Level 2 - Track sentiment by keywords and topics
Your users will naturally bring up their favorite features and the peskiest bugs in your social mentions. You can track the keywords and sentiment around each keyword to understand specific pain points and opportunities.
In the example below, we are looking at some specific keywords and the distribution of sentiment for each of those keywords. Which keywords get talked about the most positively for the product, and which most negatively impact the overall sentiment?
A customer insights person can see that Application Performance(crashes/glitches) have a large percentage of negative mentions compared to positive mentions.
Level 3 - Track granular `reasons` for social media feedback
Level 3 is when you get quantified and specific reasons for feedback and can quickly and confidently prioritize what needs to be fixed.

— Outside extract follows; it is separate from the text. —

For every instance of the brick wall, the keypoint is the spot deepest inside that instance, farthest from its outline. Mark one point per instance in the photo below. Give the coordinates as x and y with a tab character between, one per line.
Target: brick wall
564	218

We can see here that “unable to register” is spiking month over month on the trendline, along with “want to customize background”. This is even more specific than “login - negative sentiment” and far more specific than just “negative sentiment tweet”.
Source feedback proactively
It’s always a good idea to check in with users and ask them directly what they want to see from your product. Take the findings of your sentiment analysis and use that to shape your direct outreach to users since you understand what they’re looking for.
Talk about how you’re gearing up for your next product planning or launch or you want to hear what needs improvement. Figma’s VP of Product Tweeted out a great example of how to do this by asking his audience what should be included in 2023 planning.
Close the loop and update customers when you’ve acted on their feedback
Users aren’t shy about telling you when they’re experiencing problems, so don’t keep it a secret once you’ve finally fixed them. Let your customers know about product releases that address their concerns and ease their pain points. They’ll appreciate you’ve been listening carefully to their feedback and you’re building products with their needs in mind.